Contaminants can decrease your engine's efficiency, increase your costs, accelerate wear and eventually, cause expensive repairs. So what should you do to keep your fuel as clean as possible? Here are three common culprits of dirty fuel and a few simple recommendations that may save you money down the road.
Sediment: it decreases the amount of usable energy in the fuel. How do you get rid of it and how can you prevent it from entering the fuel tank?
1. The most cost effective method to remove sediment is to let it settle in the bottom of the tank and drain it.
2. Most sediment will be caught in the fuel filter, but excessive amounts will require that you change the filter more often.
3. To decrease the amount of dirt entering the fuel tank, add an air filter to the fuel tank breathers.
Water: it can condense in fuel storage tank, becoming a subsequent source of corrosion and a breeding ground for microorganisms. Here's how you can reduce the level of water in your fuel:
4. Drain the fuel tank regularly.
5. Buy fuel from reliable sources and monitor the quality frequently.
6. Use water separators.
Speaking of Microorganisms... bacteria, fungi, and other microorganisms grow where water and fuel meet.
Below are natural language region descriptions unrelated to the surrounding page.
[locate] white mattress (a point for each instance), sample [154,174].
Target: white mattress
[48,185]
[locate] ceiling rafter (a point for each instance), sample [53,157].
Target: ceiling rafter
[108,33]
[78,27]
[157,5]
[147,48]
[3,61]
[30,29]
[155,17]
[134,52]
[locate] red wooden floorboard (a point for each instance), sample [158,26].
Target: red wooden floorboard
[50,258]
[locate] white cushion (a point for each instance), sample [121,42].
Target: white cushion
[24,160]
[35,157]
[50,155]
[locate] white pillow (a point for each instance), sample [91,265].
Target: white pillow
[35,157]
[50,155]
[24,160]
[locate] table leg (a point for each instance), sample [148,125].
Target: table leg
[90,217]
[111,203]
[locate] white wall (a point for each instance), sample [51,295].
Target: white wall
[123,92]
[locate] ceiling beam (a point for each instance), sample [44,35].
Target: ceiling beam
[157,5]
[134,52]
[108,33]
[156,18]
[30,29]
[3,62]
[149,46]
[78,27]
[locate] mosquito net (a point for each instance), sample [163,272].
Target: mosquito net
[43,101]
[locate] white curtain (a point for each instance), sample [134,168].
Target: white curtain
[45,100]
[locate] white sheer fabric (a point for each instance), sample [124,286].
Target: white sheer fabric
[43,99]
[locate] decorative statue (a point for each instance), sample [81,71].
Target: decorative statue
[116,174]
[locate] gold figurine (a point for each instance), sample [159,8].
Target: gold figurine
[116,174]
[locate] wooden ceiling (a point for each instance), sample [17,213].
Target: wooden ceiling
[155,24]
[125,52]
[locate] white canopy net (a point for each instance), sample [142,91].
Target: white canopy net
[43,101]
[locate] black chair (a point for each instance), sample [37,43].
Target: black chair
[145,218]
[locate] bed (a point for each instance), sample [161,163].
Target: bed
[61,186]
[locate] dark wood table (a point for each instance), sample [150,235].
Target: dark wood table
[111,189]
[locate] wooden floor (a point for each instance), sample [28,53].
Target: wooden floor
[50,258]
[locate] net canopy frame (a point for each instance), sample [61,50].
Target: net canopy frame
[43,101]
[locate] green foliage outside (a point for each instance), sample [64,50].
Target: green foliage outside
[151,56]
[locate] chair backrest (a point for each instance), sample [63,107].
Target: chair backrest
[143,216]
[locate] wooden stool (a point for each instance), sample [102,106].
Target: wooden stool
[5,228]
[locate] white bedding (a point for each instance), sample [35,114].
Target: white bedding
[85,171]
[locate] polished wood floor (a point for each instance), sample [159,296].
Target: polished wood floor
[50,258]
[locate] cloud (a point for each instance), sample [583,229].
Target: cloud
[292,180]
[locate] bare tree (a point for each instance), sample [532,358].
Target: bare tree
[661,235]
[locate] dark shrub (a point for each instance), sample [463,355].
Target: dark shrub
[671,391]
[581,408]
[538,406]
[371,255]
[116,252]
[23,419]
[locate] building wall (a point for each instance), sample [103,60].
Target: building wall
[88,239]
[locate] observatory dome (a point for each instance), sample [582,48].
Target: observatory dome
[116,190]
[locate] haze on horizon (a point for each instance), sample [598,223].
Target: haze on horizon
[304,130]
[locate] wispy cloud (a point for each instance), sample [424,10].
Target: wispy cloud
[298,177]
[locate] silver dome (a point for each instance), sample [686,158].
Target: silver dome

How can you get rid of them?
7. Use a biocide to kill microorganisms when the tank is full so any growth on the inner side of the tank will be eliminated.
8. Filter the fuel after using the biocide to avoid plugging engine fuel filters with dead microorganisms.
Here are a few more miscellaneous tips:
9. Clean dirt, dust and other debris from the engine compartments before removing the fuel filter and other fuel system components for maintenance and repairs.
10. Any time your fuel system is open, contaminants can enter the system. Tightly cap or plug all openings during repairs even if they are needed only for a few minutes.
11. When working in especially dusty sites (construction, mining, etc.) airborne contaminants can be drawn into engine fuel tanks through the vent tube. Likewise, a vent in the fuel tank cap can ingest dust. Be sure vents are properly sealed. Contaminants can also develop during storage or enter the system through improper fuel transfer.
12. Clean reusable parts with solvents using proper cleaning and drying methods.
13. Never place components directly on the ground.
14. Don't reuse seals, replace them.
15. Perform routine inspection of fuel line connections from the tank to the fuel pump.
16. Test your fuel regularly to ensure it's of the best quality.
So... I'd like to know:
- Do you have any tips you've used successfully?
- How old are your fuel storage tanks? Do you have them inspected?
- Are you testing your fuel from your vendor before and after entering your fuel storage tanks?
- Have you switched over to Ultra Low Sulfur Diesel (ULSD) Fuel? If so, did you clean you fuel storage tanks prior to switching?
- Are you changing your filters more often than recommended? If so, have you considered the causes?